Excerpt:
Adel, his wife and five young children live above his car repair shop on a busy thoroughfare between Cairo and the Nile delta. On a recent Friday, with no school, the children were bored. They hung around the shop because playing outside was not an option, with the traffic out front and a railway out the back. Until a year ago Adel and his family lived in the Osdorp neighbourhood of Amsterdam.
"I miss Holland," said 12-year-old Samira, the eldest daughter. In Amsterdam she attended As-Seddieq, an Islamic school that has been at odds with the education inspectors for years. In Egypt she goes to a public school where classes are in Arabic, a language she barely speaks. "It will come with time," said Adel.

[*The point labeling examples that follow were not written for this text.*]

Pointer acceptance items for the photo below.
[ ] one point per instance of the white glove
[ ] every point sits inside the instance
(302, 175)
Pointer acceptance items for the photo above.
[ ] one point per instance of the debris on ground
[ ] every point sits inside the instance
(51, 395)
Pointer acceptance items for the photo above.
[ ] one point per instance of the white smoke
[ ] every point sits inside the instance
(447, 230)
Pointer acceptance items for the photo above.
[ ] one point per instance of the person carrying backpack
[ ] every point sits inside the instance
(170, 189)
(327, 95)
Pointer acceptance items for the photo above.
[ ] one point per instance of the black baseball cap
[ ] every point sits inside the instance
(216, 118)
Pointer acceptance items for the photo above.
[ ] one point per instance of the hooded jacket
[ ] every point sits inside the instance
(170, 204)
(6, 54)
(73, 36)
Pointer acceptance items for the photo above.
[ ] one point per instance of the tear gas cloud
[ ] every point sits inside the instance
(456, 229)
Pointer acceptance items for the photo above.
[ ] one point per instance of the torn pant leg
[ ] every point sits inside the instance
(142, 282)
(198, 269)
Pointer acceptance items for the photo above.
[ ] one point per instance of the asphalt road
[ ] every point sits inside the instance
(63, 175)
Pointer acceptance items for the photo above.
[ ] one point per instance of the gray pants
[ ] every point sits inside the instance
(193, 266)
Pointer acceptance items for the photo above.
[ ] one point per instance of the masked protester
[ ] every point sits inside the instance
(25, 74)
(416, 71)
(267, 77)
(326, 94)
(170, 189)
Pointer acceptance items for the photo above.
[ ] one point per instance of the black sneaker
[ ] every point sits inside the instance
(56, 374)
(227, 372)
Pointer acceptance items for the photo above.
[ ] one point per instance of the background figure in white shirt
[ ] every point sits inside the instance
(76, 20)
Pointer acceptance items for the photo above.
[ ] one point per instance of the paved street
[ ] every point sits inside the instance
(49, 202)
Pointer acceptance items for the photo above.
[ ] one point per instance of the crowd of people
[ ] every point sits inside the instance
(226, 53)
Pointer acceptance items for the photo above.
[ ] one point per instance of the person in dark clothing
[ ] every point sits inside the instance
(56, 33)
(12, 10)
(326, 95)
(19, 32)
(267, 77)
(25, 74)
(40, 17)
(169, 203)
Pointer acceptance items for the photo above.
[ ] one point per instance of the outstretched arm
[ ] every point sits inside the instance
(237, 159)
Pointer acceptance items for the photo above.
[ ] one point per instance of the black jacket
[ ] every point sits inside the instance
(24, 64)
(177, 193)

Adel too would rather have stayed in the Netherlands. "Everything is taken care of there." But he lost the lease on his shawarma restaurant, and he felt hounded by the child protection services. "In the Netherlands you are not allowed to raise your children the way you should."
Quality of education
Last year as many as three hundred Egyptian-Dutch children were moved from Amsterdam to Egypt by their parents. (There are no national statistics.) This is twice as many as Moroccan-Dutch children moving back to Morocco. The numbers have alarmed deputy education minister Sharon Dijkstra who asked the education inspectorate to investigate them. Dijkstra called the trend 'undesirable', because it is an obstacle to integration if the children return to the Netherlands later in life.